Redland is a set of C libraries providing a high-level API for the Resource Description Framework (RDF), allowing it to be stored, parsed, serialized, queried, and manipulated. It has an object-based, modular design and comes with detailed reference documentation and examples. Redland supports all RDF vocabularies such as FOAF, RSS 1.0, Dublin Core, DOAP, and OWL, the query languages SPARQL and RDQL, and all RDF syntaxes including Turtle, RDF/XML, RDF/JSON, RSS, Atom, RDFa, and GRDDL.
Nutch is highly scalable Web searching software which builds on top of Apache Hadoop and Lucene Java. Key features include a Web crawler, indexer, crawl management tools, parsers for HTML, PDF, DOC, and several other document formats, and an expandable architecture that allows you to plug in additional functionality such as document parsers, custom scoring algorithms, custom content parsers, protocols, and more.
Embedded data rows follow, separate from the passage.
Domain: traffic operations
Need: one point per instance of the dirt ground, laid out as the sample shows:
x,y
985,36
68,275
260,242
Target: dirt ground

Python Web Graph Generator is a threaded Web graph (Power law random graph) generator. It can generate a synthetic Web graph of about one million nodes in a few minutes on a desktop machine. It supports both directed and undirected graphs. It implements a threaded variant of the RMAT algorithm. A little tweak can produce graphs representing social networks or community networks. It can also output connected components in a graph.
Compass is a Java framework which makes it simple to map your Java object model into a search engine. It is built on top of the Lucene search engine. Compass features declarative mapping technology OSEM (similar to O/R database mapping), transaction management, Google-like query syntax, externalization of common metadata, and much much more.
Catacomb is a WebDAV repository module for use with the Apache WebDAV module, mod_dav. Apache mod_dav parses WebDAV and DeltaV protocol requests into operations on a repository providing persistent storage of resources and their properties. The default repository for mod_dav is provided by a separate module, mod_dav_fs, which stores resource bodies as files in the filesystem, and stores properties in a (G)DBM database. It could be used for server side searching and versioning of files over the HTTP protocol.
locust is a full featured Internet search engine specifically designed to power vertical search, enterprise search, or a knowledge area search applications. It can index 2.5 million documents per 24 hours on a single Dell server. It consists of clean C++/STL code written from scratch.
SitemapGen4j is a Java library to generate XML sitemaps. It supports gzipped output, sitemap validation, and sitemap index generation. It can also generate Google-specific sitemaps, such as Mobile sitemaps, Geo sitemaps, Code Search sitemaps, Google News sitemaps, and Video sitemaps.